Our challenges go beyond Portage County. Ohio parents, students, property-owners and community groups need to pull up chairs at the table where school funding is being discussed and work out a way to fund schools that is constitutional and equitable.

Ohioans should stop dithering about same-sex marriage and "intelligent design" and get actively engaged in discussions about major quality-of-life issues: E-Check & clean air, energy efficiency & conservation, college costs, jobs, health care.

Nationally, all Americans must challenge Bush's plans to serve Social Security to Wall Street for lunch, and to continue feeding our youth and the Iraqi people to an unwinnable war.

Democracy is hard work and doesn't guarantee any particular outcomes.
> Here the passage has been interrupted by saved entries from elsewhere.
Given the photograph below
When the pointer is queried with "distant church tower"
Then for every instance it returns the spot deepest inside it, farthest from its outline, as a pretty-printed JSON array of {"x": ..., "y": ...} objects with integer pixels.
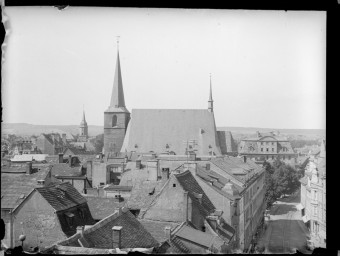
[
  {"x": 210, "y": 101},
  {"x": 116, "y": 117},
  {"x": 83, "y": 130}
]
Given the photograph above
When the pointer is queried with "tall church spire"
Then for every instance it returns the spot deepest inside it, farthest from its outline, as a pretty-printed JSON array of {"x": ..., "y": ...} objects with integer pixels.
[
  {"x": 210, "y": 101},
  {"x": 117, "y": 97}
]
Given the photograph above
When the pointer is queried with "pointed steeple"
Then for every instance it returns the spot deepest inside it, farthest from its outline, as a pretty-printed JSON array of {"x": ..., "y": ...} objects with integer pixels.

But it pays off when people work together democratically with their neighbors and their government -- sometimes better than anyone expects.

Making democracy work in cleaning up the Ravenna Arsenal or reining in an administration determined to "create their own reality" is going to require demanding our places at the table, taking risks, learning to trust one another, negotiating trade-offs, making sacrifices. There is no free lunch.

But we don't have to be on the menu.